Starring: Analeigh Tipton, Teresa Palmer, John Malkovich, Nicholas Hoult, Lizzy Caplan

Rated: PG-13, for zombie violence and some language

Runtime: 1 hour, 37 minutes

Bottom line: Forgettable but fun dark comedy

First of all, let’s get one thing straight. “Warm Bodies” is not a zombie movie.

It is being marketed as a mix of the zombie, romance and comedy genres, but the zombie elements are downplayed to PG-13 level, and most of the zombies are not really zombies. More about that later.

The movie actually falls into the trend of combining literary classics or historical figures with a modern horror genre. It has more in common with the “Pride and Prejudice and Zombies” series or “Abraham Lincoln: Vampire Hunter” than it does with “Zombieland,” “Shaun of the Dead” or any straight zombie movie.

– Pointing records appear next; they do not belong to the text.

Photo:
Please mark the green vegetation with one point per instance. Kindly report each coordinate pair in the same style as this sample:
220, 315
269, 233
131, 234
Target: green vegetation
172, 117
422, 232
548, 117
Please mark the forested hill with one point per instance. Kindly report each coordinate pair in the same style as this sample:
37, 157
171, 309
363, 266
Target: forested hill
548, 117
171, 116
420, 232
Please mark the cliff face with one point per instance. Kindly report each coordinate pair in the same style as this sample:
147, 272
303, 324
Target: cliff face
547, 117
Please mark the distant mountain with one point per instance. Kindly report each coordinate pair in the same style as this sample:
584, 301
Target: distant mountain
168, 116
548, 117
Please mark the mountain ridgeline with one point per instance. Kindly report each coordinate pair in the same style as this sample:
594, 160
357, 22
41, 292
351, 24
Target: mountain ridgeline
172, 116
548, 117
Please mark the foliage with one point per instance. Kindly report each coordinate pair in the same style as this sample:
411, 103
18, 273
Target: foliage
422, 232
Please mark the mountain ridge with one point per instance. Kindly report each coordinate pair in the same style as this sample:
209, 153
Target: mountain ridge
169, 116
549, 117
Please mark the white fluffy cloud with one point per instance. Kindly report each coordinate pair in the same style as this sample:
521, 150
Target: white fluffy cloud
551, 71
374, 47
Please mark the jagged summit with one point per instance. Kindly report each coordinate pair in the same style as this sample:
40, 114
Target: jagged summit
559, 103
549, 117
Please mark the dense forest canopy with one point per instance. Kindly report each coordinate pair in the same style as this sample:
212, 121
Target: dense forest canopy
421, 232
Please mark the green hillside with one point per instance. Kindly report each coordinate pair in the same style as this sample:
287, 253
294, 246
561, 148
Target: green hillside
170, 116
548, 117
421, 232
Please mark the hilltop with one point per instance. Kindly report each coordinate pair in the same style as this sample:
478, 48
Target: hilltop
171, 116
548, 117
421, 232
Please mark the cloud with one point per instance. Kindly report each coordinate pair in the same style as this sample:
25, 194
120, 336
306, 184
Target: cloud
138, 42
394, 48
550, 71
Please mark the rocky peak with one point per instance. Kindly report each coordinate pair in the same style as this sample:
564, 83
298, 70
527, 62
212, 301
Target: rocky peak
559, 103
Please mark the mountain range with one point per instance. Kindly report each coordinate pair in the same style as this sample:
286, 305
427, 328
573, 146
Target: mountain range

A more accurate title for “Warm Bodies” would have been “Romeo and Juliet and Zombies.”

The protagonist (Nicholas Hoult) is called R, because he is a zombie (sort of) and cannot remember his full name. He and his best friend (real zombies don’t maintain friendships), another zombie called M (Rob Corddry), attack a group of young, uninfected humans who are searching for medicine supplies for the people living in their protected zone of the city.

One of that group is a beautiful girl named Julie (Teresa Palmer), who happens to be the daughter of Grigio (John Malkovich), the leader of the human city.

R, M and the other zombies kill everyone in the group except Julie and her best friend Nora (Analeigh Tipton). R falls in love with Julie at first sight, saves her by smearing a little blood on her face to mask her human scent (gee, that was easy), and takes her back to his abandoned airplane home.

There, they listen to records, talk (yes, R can speak), and a romance buds. The romance is forbidden, of course, because R is a zombie. Instead of Capulets and Montagues, the two houses keeping the lovers apart are the living and the undead.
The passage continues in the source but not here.